The best place plant blueberry bushes is a spot that gets full sun for 8 or more hours each day with well drained acidic soil. Your plants also need protection from strong winds that can dry them out and damage young growth. Get all three of these factors right and your bushes will thrive for decades with heavy harvests every summer.
I spent two weeks watching sun patterns in my yard before I chose where to put my first blueberry plants years ago. That front bed got morning shade from the house until almost noon. The side yard had full sun but stayed wet after rain for days at a time. My back corner turned out to be perfect with all day sun and soil that drained well within hours of any storm.
Your blueberry planting location needs to stay sunny because these plants turn sunlight into sugar for their berries. Less sun means fewer flowers and smaller harvests each year from your bushes. Shaded plants also stay damp longer after rain which invites fungal diseases to attack leaves and fruit. Aim for that 8 hour minimum of direct sun to keep your plants healthy and loaded with berries.
Blueberry roots spread wide near the surface rather than deep into the ground beneath them. This means they need soil that drains fast so roots do not sit in water after heavy rain storms. But those same near surface roots also dry out quick during hot spells between waterings. You want soil that lets water pass through yet holds enough moisture to keep roots happy between drinks.
Test your drainage before you plant by digging a hole 12 inches (30 centimeters) deep and filling it with water from a hose. Check back in four hours to see if the water has drained out of the hole. If water still sits there then that spot will drown your blueberry roots during wet seasons. Look for another location or plan to build raised beds to lift your plants above the soggy ground.
Wind protection matters more than many growers think about when picking their site. Cold winter winds can kill flower buds that form the next year harvest on your branches. Hot summer winds dry out soil and stress plants during the growing season. A fence or hedge on the north and west sides of your planting blocks the worst winds while still letting full sun reach your bushes.
Site selection blueberries also means thinking about spacing for mature plants that will grow large over many years.
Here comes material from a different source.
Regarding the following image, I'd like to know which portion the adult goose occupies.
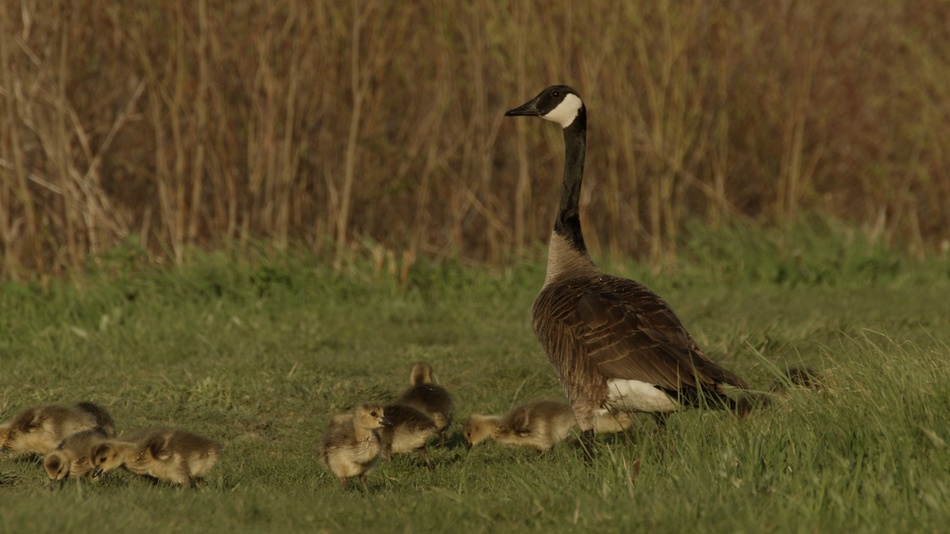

WVU Extension suggests planting 6 to 8 feet (1.8 to 2.4 meters) apart within rows for highbush types. Leave 10 feet (3 meters) between rows if you plant multiple lines of bushes. This spacing gives each plant room to spread and lets air flow between them to reduce disease pressure.
Check that no black walnut trees grow within 50 feet (15 meters) of your chosen spot before you plant anything there. These trees release a chemical called juglone that kills blueberries and many other garden plants. The toxin spreads through roots and stays in soil for years after you remove the tree. Keep your bushes far from any walnuts in your yard or your neighbors yards nearby.
Run through this quick checklist before you commit to any location in your yard. Count sun hours on a summer day to verify you hit that 8 hour mark. Dig a test hole and fill it with water to check drainage speed. Look for wind protection on the north and west sides of the spot. Measure distance from any walnut trees you can see. Pass all these tests and you have found your perfect blueberry growing location.